D : L’admissibilité de la preuve :
La CEDH rappelle que la recevabilité des preuves relève des règles de droit interne et il revient aux juridictions nationales d’apprécier les éléments recueillis par elles.
La CEDH recherche uniquement si la procédure examinée dans son ensemble, y compris le mode de présentation des moyens de preuve, revêt un caractère équitable, en conformité avec les exigences posées à l’article 6§1 de la Convention.
La liberté de la preuve, même lorsqu’elle est affirmée, n’est pas absolue et est limitée par le respect d’autres libertés qui peuvent être en concours.
Toutes les preuves ne sont admissibles devant un juge.
Une preuve est admissible, à condition d’être loyale, d’avoir été débattue contradictoirement et de résulter de procédés exempts d’atteintes aux droits fondamentaux.
La légalité des procédés imprègne la matière de la preuve, en amont, au cours des phases de police judiciaire, au cours de l’instruction, dans l’administration de la preuve, c’est-‐à-‐dire, dans la recherche et le recueil de la preuve et en aval, par le contrôle exercé par les juridictions de jugement.

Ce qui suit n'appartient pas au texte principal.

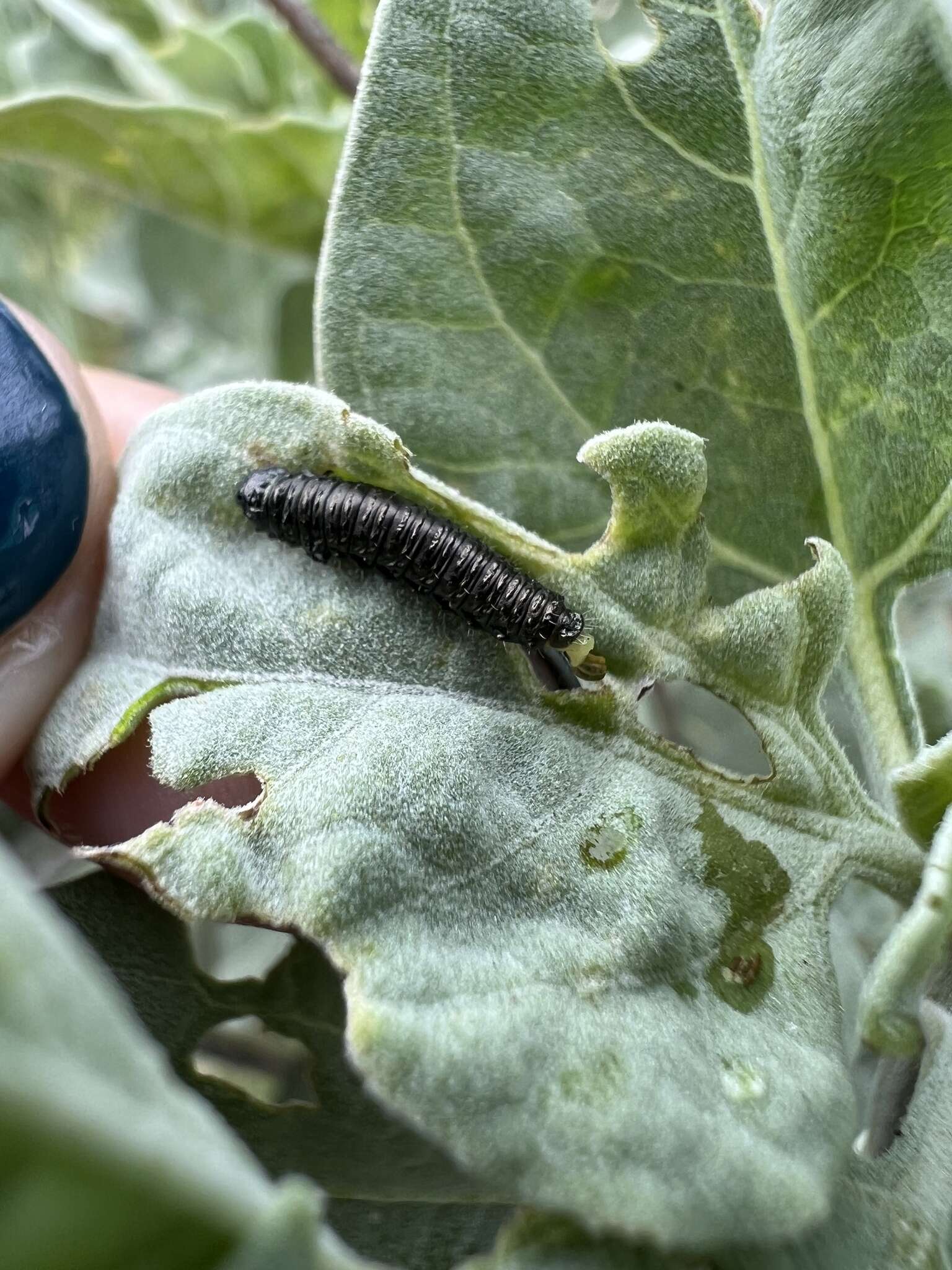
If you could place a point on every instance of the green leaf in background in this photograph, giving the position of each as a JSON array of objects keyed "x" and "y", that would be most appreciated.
[
  {"x": 218, "y": 122},
  {"x": 144, "y": 291},
  {"x": 442, "y": 826},
  {"x": 743, "y": 234},
  {"x": 107, "y": 1160},
  {"x": 263, "y": 178}
]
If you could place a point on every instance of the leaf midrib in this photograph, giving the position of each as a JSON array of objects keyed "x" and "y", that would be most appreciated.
[{"x": 865, "y": 646}]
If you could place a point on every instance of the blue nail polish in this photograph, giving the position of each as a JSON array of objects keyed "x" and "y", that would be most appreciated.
[{"x": 43, "y": 474}]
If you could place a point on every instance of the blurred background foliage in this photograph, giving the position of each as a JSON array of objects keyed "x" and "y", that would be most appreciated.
[
  {"x": 165, "y": 168},
  {"x": 165, "y": 173}
]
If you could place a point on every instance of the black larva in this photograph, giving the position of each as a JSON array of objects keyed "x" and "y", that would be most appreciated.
[{"x": 375, "y": 527}]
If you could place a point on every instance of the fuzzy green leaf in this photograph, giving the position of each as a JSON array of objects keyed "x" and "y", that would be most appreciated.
[
  {"x": 542, "y": 910},
  {"x": 107, "y": 1160},
  {"x": 345, "y": 1142},
  {"x": 894, "y": 1212},
  {"x": 923, "y": 790},
  {"x": 746, "y": 234}
]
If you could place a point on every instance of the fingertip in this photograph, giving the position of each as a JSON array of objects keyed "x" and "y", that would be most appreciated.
[
  {"x": 52, "y": 442},
  {"x": 123, "y": 401}
]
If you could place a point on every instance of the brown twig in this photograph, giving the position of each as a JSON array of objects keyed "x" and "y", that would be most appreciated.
[{"x": 319, "y": 42}]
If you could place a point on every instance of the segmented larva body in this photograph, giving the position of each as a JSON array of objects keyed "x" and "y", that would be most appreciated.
[{"x": 381, "y": 531}]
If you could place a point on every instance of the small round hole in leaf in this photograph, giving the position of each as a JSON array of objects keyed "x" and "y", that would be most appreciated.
[
  {"x": 227, "y": 951},
  {"x": 268, "y": 1066},
  {"x": 624, "y": 30},
  {"x": 711, "y": 728},
  {"x": 118, "y": 798}
]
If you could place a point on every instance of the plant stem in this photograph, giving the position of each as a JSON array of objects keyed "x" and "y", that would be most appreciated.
[{"x": 319, "y": 42}]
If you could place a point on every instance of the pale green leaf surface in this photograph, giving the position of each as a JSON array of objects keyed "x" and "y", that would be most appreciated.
[
  {"x": 537, "y": 902},
  {"x": 346, "y": 1142},
  {"x": 890, "y": 1213},
  {"x": 107, "y": 1160},
  {"x": 744, "y": 234},
  {"x": 923, "y": 789}
]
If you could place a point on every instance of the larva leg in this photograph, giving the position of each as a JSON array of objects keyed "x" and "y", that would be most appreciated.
[{"x": 552, "y": 668}]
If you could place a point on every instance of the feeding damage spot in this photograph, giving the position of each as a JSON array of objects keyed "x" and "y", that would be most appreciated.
[
  {"x": 607, "y": 841},
  {"x": 715, "y": 732},
  {"x": 756, "y": 886},
  {"x": 227, "y": 951},
  {"x": 624, "y": 30},
  {"x": 266, "y": 1065},
  {"x": 118, "y": 798}
]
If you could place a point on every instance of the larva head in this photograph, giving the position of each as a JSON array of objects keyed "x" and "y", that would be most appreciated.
[
  {"x": 568, "y": 629},
  {"x": 253, "y": 491}
]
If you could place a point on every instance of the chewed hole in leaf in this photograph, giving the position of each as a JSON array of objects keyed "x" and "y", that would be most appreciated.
[
  {"x": 716, "y": 733},
  {"x": 266, "y": 1065},
  {"x": 118, "y": 798},
  {"x": 924, "y": 639},
  {"x": 227, "y": 951},
  {"x": 624, "y": 30}
]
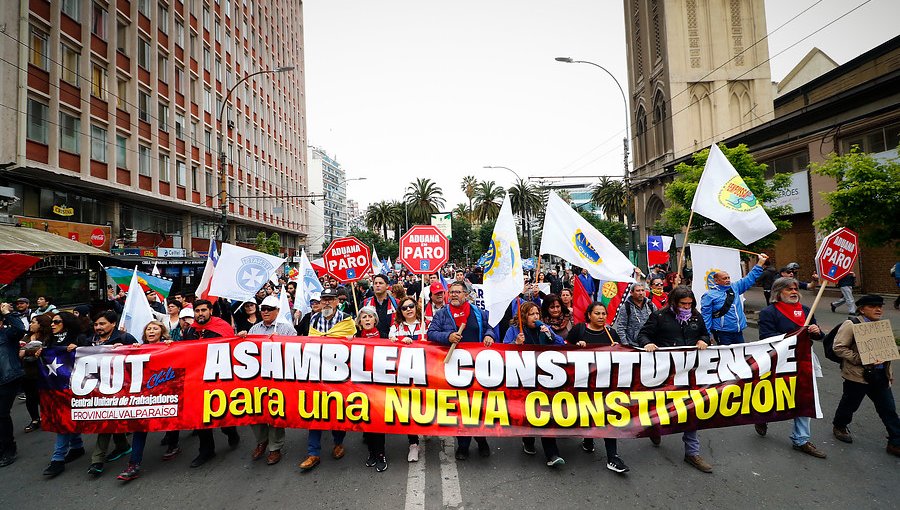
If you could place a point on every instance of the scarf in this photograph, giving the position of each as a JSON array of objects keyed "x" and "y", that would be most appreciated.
[{"x": 794, "y": 312}]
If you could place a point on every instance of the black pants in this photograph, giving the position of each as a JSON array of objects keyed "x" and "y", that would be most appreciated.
[
  {"x": 883, "y": 399},
  {"x": 208, "y": 442},
  {"x": 7, "y": 397}
]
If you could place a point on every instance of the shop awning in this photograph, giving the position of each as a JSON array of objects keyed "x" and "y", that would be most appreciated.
[{"x": 30, "y": 240}]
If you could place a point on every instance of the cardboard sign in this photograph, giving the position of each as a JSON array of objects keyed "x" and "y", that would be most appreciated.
[{"x": 875, "y": 342}]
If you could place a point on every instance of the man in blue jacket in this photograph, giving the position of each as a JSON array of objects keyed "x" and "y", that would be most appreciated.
[
  {"x": 721, "y": 306},
  {"x": 460, "y": 321}
]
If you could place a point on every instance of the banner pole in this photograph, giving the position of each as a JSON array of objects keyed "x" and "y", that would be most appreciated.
[{"x": 815, "y": 303}]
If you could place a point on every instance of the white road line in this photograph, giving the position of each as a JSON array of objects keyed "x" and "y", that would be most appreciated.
[
  {"x": 415, "y": 483},
  {"x": 449, "y": 474}
]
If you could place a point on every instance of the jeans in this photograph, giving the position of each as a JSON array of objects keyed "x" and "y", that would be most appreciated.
[
  {"x": 7, "y": 397},
  {"x": 314, "y": 444},
  {"x": 800, "y": 434},
  {"x": 883, "y": 399},
  {"x": 64, "y": 443}
]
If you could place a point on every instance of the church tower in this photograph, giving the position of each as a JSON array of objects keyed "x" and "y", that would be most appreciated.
[{"x": 698, "y": 72}]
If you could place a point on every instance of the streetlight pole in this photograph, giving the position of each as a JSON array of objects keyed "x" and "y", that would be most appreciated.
[
  {"x": 223, "y": 173},
  {"x": 625, "y": 174}
]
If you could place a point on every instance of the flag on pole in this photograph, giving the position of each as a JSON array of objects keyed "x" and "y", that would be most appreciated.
[
  {"x": 504, "y": 278},
  {"x": 136, "y": 313},
  {"x": 212, "y": 258},
  {"x": 723, "y": 196},
  {"x": 308, "y": 285},
  {"x": 568, "y": 235},
  {"x": 658, "y": 249},
  {"x": 241, "y": 272},
  {"x": 706, "y": 260}
]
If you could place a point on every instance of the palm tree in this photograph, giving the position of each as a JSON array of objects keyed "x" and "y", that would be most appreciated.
[
  {"x": 611, "y": 196},
  {"x": 423, "y": 198},
  {"x": 469, "y": 186},
  {"x": 488, "y": 199}
]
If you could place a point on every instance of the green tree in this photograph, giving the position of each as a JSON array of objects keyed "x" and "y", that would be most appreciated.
[
  {"x": 423, "y": 198},
  {"x": 867, "y": 198},
  {"x": 680, "y": 193}
]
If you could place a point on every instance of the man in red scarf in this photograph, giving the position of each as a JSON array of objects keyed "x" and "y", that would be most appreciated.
[{"x": 786, "y": 315}]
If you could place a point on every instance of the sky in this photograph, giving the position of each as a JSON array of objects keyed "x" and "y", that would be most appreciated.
[{"x": 400, "y": 89}]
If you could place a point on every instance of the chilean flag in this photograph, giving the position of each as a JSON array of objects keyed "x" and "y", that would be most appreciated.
[{"x": 658, "y": 249}]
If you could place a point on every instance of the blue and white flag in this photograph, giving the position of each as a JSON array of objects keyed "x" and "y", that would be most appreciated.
[{"x": 241, "y": 272}]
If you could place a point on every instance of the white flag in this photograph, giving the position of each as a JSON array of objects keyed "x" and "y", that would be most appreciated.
[
  {"x": 723, "y": 196},
  {"x": 240, "y": 272},
  {"x": 566, "y": 234},
  {"x": 706, "y": 260},
  {"x": 503, "y": 278},
  {"x": 308, "y": 285},
  {"x": 136, "y": 313}
]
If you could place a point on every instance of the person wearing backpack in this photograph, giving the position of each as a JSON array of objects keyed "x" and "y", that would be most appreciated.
[
  {"x": 785, "y": 315},
  {"x": 873, "y": 381}
]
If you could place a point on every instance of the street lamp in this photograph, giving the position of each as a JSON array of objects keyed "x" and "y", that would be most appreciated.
[
  {"x": 223, "y": 174},
  {"x": 625, "y": 174}
]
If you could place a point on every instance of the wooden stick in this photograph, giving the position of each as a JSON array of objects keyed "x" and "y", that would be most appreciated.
[
  {"x": 815, "y": 303},
  {"x": 684, "y": 244},
  {"x": 453, "y": 346}
]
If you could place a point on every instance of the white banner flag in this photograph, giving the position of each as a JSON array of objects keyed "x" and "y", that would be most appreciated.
[{"x": 723, "y": 196}]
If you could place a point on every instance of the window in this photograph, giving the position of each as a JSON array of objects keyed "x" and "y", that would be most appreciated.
[
  {"x": 144, "y": 160},
  {"x": 98, "y": 144},
  {"x": 71, "y": 8},
  {"x": 143, "y": 106},
  {"x": 163, "y": 117},
  {"x": 69, "y": 64},
  {"x": 164, "y": 167},
  {"x": 98, "y": 21},
  {"x": 69, "y": 132},
  {"x": 143, "y": 53},
  {"x": 121, "y": 151},
  {"x": 180, "y": 173},
  {"x": 98, "y": 80},
  {"x": 39, "y": 49},
  {"x": 37, "y": 121}
]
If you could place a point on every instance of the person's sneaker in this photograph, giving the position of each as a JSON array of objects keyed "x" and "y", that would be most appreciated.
[
  {"x": 842, "y": 434},
  {"x": 310, "y": 462},
  {"x": 54, "y": 468},
  {"x": 131, "y": 472},
  {"x": 616, "y": 465},
  {"x": 698, "y": 462},
  {"x": 810, "y": 449},
  {"x": 73, "y": 453},
  {"x": 381, "y": 463},
  {"x": 556, "y": 460},
  {"x": 118, "y": 453},
  {"x": 171, "y": 453}
]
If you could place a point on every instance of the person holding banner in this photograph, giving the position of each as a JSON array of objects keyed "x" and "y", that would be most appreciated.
[
  {"x": 679, "y": 325},
  {"x": 459, "y": 322},
  {"x": 593, "y": 331},
  {"x": 408, "y": 327}
]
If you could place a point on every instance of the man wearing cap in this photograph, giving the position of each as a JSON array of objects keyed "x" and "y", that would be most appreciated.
[
  {"x": 873, "y": 380},
  {"x": 268, "y": 436},
  {"x": 335, "y": 324}
]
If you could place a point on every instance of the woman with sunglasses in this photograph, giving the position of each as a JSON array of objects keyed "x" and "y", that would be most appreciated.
[{"x": 409, "y": 327}]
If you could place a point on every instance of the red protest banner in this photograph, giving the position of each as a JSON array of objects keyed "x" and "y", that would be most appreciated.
[{"x": 377, "y": 386}]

L’appréciation de la légalité de la preuve ne sera pas identique, selon que la preuve est administrée par un particulier ou par un agent de l’autorité publique.
Le respect de certaines des obligations quant à la preuve varie suivant le statut de la partie qui verse la preuve aux débats: les agents de l’autorité publique sont soumis à davantage de règles que les particuliers.
Sous cette réserve, la preuve pénale, en principe libre, peut être admise, si elle respecte des règles de légalité et cette légalité impose le respect de certains principes généraux du droit, relatifs à la preuve en procédure pénale.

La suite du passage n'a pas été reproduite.